I have html code like below
<html>
<body>
<div id="1">
<table>
<tr>
<td>ID</td>
<td>:</td>
<td>123</td>
</tr>
<tr>
<td>Status</td>
<td>:</td>
<td>Fail</td>
</tr>
</table>
</div>
<div id="2">
<table>
<tr>
<td>ID</td>
<td>:</td>
<td>456</td>
</tr>
<tr>
<td>Status</td>
<td>:</td>
<td>Success</td>
</tr>
</table>
</div>
<div id="3">
<table>
<tr>
<td>ID</td>
<td>:</td>
<td>789</td>
</tr>
<tr>
<td>Status</td>
<td>:</td>
<td>Fail</td>
</tr>
</table>
</div>
<div id="4">
<table>
<tr>
<td>ID</td>
<td>:</td>
<td>135</td>
</tr>
<tr>
<td>Status</td>
<td>:</td>
<td>Success</td>
</tr>
</table>
</div>
</body>
</html>
I need to parse this HTML code. I need to iterate through all div tags present and Search for "Search" in the td's in every div iteratively. If present get its 2nd adjacend td value i.e., Fail / Success. if If is "Fail" then I need to again search for "ID" and if present I need to print its 2nd adjacent div value i.e., 123 and 789 in this case.
Pseudo code might look like below
if(code contains "Status")
{
1. Get its 2nd td value i.e., Fail/Success
if(td value is "Fail")
{
1. Search for "ID"
if("ID" present)
{
Print the number/2nd adjacent <td> value
}
}
}
I had tried this in javascript something like below
var t0=$(this).find('tr:has(td:contains("Test Status"))');
if (t0.length)
{
var str0 =t0.text().trim();
str0 = /:(.+)/.exec(str0)[1];
if(str0 == "FAIL")
{
var t1=$(this).find('tr:has(td:contains("Test ID"))');
if (t1.length)
{
str =t1.text().trim();
str = /:(.+)/.exec(str)[1];
testIDArray.push(str);
// alert(str);
}
}
But I need to do it in java using jsoup. I tried somethinng like below
String htmlString = fileContent;
Document document = Jsoup.parse(htmlString);
Elements elements = document.body().select("div"); for (Element element : elements) { String link = element.select("td:contains(Test Status)").attr("<tr>");
if(link != null || !(link.isEmpty()))
{
System.out.println(link);
System.out.println("=========================");
}
}
Kindly help me with this. I don't know how to proceed.
Thanks in advance.
Kindly help me with this.
You can use Java Streams to solve this:
List<String> failedIds = document.body().select("div table").stream()
.map(e -> e.select("tr"))
.filter(trs -> "FAIL".equalsIgnoreCase(trs.last().select("td").last().text()))
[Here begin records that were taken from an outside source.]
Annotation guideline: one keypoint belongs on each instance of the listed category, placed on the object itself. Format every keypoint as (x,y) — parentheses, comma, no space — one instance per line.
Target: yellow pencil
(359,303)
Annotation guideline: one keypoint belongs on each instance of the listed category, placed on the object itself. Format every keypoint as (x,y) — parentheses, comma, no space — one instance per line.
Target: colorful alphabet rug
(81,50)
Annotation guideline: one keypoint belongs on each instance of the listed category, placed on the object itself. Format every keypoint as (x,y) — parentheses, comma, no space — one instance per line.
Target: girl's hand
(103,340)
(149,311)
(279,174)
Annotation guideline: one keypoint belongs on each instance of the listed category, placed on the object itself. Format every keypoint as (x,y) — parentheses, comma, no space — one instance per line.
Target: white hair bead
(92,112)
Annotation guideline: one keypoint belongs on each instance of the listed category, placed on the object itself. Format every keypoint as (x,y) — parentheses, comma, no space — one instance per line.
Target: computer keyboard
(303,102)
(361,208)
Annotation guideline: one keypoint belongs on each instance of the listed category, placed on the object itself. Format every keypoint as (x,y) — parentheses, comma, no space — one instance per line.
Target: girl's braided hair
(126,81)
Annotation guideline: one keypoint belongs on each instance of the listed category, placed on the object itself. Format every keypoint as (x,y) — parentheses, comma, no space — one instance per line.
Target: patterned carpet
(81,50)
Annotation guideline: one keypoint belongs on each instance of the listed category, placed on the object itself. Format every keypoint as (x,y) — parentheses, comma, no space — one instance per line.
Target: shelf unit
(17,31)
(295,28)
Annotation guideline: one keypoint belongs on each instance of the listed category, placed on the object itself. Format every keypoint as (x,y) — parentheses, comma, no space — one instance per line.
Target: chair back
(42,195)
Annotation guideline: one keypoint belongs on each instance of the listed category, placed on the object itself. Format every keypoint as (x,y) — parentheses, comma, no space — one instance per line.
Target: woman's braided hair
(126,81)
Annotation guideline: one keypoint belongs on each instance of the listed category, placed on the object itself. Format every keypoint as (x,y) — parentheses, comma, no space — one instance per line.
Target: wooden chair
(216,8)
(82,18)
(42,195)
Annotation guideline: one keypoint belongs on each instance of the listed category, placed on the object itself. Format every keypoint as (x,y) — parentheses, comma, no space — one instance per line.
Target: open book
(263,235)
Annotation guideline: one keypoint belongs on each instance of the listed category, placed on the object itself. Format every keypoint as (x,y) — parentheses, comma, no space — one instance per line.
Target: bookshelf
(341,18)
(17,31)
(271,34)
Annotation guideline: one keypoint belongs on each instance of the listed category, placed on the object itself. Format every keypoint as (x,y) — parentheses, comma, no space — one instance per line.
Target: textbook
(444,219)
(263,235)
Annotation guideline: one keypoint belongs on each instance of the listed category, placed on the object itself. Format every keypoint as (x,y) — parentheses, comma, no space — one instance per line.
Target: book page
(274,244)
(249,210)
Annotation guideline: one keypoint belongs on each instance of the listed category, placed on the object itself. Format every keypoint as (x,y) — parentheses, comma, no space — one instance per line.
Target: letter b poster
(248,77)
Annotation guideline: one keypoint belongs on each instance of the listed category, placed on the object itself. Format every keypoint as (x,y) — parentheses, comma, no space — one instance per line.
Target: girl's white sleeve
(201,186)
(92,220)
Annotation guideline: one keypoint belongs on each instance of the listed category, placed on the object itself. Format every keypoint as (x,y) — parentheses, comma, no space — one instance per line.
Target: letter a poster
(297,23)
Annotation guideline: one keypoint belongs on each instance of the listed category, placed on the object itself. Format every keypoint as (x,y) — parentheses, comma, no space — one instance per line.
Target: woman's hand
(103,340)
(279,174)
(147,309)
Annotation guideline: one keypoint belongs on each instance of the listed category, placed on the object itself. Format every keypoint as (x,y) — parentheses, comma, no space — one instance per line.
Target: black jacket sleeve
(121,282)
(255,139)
.map(trs -> trs.first().select("td").last().text())
.collect(Collectors.toList());
The result will be:
[123, 789]
First you select div table
to get all the elements. Then you select all tr
s and filter those which have Status Fail
(trs -> trs.first().select("td").last().text()
). At the end you map the ID (trs -> trs.first().select("td").last().text()
).
To print the ids instead of creating a List you can use .forEach()
:
document.body().select("div table").stream()
.map(e -> e.select("tr"))
.filter(trs -> "FAIL".equalsIgnoreCase(trs.last().select("td").last().text()))
.map(trs -> trs.first().select("td").last().text())
.forEach(System.out::println);
Alternatively you can use this (without Streams):
for (Element e : document.body().select("div table")) {
Elements trs = e.select("tr");
if ("FAIL".equalsIgnoreCase(trs.last().select("td").last().text())) {
String id = trs.first().select("td").last().text();
System.out.println(id);
}
}